I have had a few high mileage imports that ran flawless after many thousands of dollars were spent on them for an odometer claim.
If the truck is built by Toyota, then it is 100% Japanese junk as far as I'm concerned. I don't care if it was built in the North Pole.
Well, I guess if the Tundra is made in the USA, we can consider these comments as anti-"merican"?
Congrats on your dad's Tundra hitting 300,000 miles. Ford and Chevy trucks do that sort of thing all the time.
And the recalls keep coming and coming; just this past week Toyota recalled yet another 1 million plus vehicles, recalls ranging from loose bolts on the engine timing cover, to more unintended acceleration that wasn't fixed properly the first time.
We can argue this till the cows come home.

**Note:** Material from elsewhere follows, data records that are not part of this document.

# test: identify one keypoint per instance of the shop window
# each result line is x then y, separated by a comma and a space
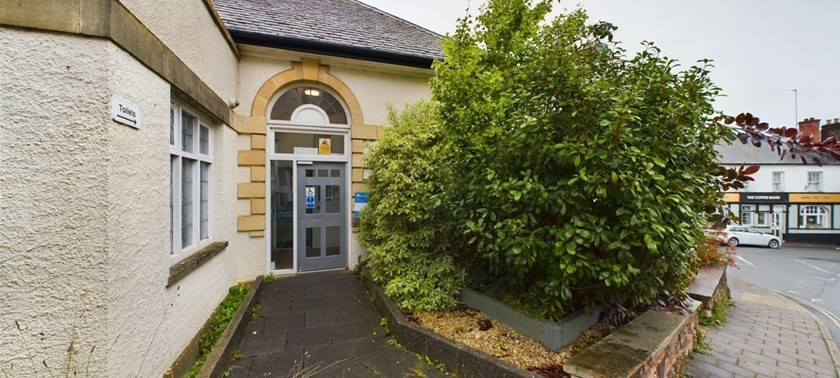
778, 181
190, 170
814, 216
814, 182
747, 214
762, 219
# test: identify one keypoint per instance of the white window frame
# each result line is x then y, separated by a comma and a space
762, 219
778, 181
814, 182
177, 156
823, 214
747, 215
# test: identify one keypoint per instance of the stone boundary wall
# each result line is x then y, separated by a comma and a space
652, 345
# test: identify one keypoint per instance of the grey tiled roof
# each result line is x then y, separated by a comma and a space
342, 24
738, 153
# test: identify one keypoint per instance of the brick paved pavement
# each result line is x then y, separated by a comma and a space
766, 335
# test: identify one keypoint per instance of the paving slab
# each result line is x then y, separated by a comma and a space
766, 335
320, 325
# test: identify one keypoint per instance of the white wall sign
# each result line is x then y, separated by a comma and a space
125, 112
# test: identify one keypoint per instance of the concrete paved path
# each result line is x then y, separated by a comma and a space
766, 335
321, 325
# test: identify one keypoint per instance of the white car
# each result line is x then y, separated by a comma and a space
737, 235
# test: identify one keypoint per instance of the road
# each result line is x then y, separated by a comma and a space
809, 276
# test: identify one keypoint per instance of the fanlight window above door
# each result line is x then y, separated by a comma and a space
309, 106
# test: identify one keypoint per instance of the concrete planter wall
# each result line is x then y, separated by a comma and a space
709, 286
553, 335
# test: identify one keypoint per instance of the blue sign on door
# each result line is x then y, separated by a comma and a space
310, 197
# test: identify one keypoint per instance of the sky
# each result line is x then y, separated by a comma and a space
762, 49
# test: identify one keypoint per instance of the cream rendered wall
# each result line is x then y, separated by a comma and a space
54, 204
253, 73
188, 29
377, 90
148, 323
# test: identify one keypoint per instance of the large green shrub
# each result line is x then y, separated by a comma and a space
578, 174
403, 228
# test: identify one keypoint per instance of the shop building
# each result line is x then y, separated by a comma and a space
155, 153
799, 203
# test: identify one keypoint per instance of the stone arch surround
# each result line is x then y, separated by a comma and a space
308, 71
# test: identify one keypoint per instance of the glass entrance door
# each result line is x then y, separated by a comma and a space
322, 219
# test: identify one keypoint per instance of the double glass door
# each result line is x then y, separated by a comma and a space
321, 217
309, 216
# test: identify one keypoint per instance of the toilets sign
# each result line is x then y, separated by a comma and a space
125, 112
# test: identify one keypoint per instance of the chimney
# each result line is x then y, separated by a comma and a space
831, 127
811, 126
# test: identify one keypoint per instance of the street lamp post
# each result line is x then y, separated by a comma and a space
796, 108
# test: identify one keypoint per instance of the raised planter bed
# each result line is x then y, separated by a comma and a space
709, 286
553, 335
458, 358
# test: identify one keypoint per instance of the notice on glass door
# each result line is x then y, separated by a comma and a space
310, 197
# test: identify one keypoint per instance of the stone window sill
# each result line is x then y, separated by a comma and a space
184, 267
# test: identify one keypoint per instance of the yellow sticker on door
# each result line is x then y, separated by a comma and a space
324, 146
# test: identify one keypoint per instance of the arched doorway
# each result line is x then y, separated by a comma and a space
308, 147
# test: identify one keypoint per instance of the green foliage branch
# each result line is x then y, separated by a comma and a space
577, 174
404, 227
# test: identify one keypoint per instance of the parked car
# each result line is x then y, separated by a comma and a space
737, 235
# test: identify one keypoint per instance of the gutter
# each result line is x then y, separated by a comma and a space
331, 49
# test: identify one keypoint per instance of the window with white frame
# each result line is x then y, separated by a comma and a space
747, 214
190, 169
778, 181
814, 216
762, 219
814, 182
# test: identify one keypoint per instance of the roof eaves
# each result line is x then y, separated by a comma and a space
331, 49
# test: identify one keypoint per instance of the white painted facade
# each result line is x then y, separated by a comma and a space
85, 201
797, 202
794, 178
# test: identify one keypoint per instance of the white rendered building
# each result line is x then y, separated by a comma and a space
155, 153
798, 202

The bottom line is that there are some people who probably wouldn't care if American cars were made out of balsa wood and driven by hamsters: They'll proclaim them superior in every which way, despite cold hard evidence to counter their claims.
It's really easy. All you have to do is pull up the web browser of your choice to take a gander at the latest long-term reliability reports. Sorry to burst your bubbles, but yep - Toyota is still in the top spot. So nuff' said in that regard.
As far as the Tundra not being American or whatever, we've been down this road before as well. I'd rather buy an actual American made product that might have a Japanese name badge stuck to the front, versus a domestic brand product that was made overseas. What counts at the end of the day is American workers, and given that the top of the most American-made vehicles are all Japanese models, that tells me the truth of the matter.
The day that Toyota announces that they are an American car company, is the day I'll believe that the Tundra is an American truck.
J.D. Powers 2013 long term reliability study has domestic trucks all top rated. The Tundra is listed at the bottom with the most problems. This does no support your assertion.
G.M. and Ford are opening new plants in America, and will employ far more factory workers here than Toyota does.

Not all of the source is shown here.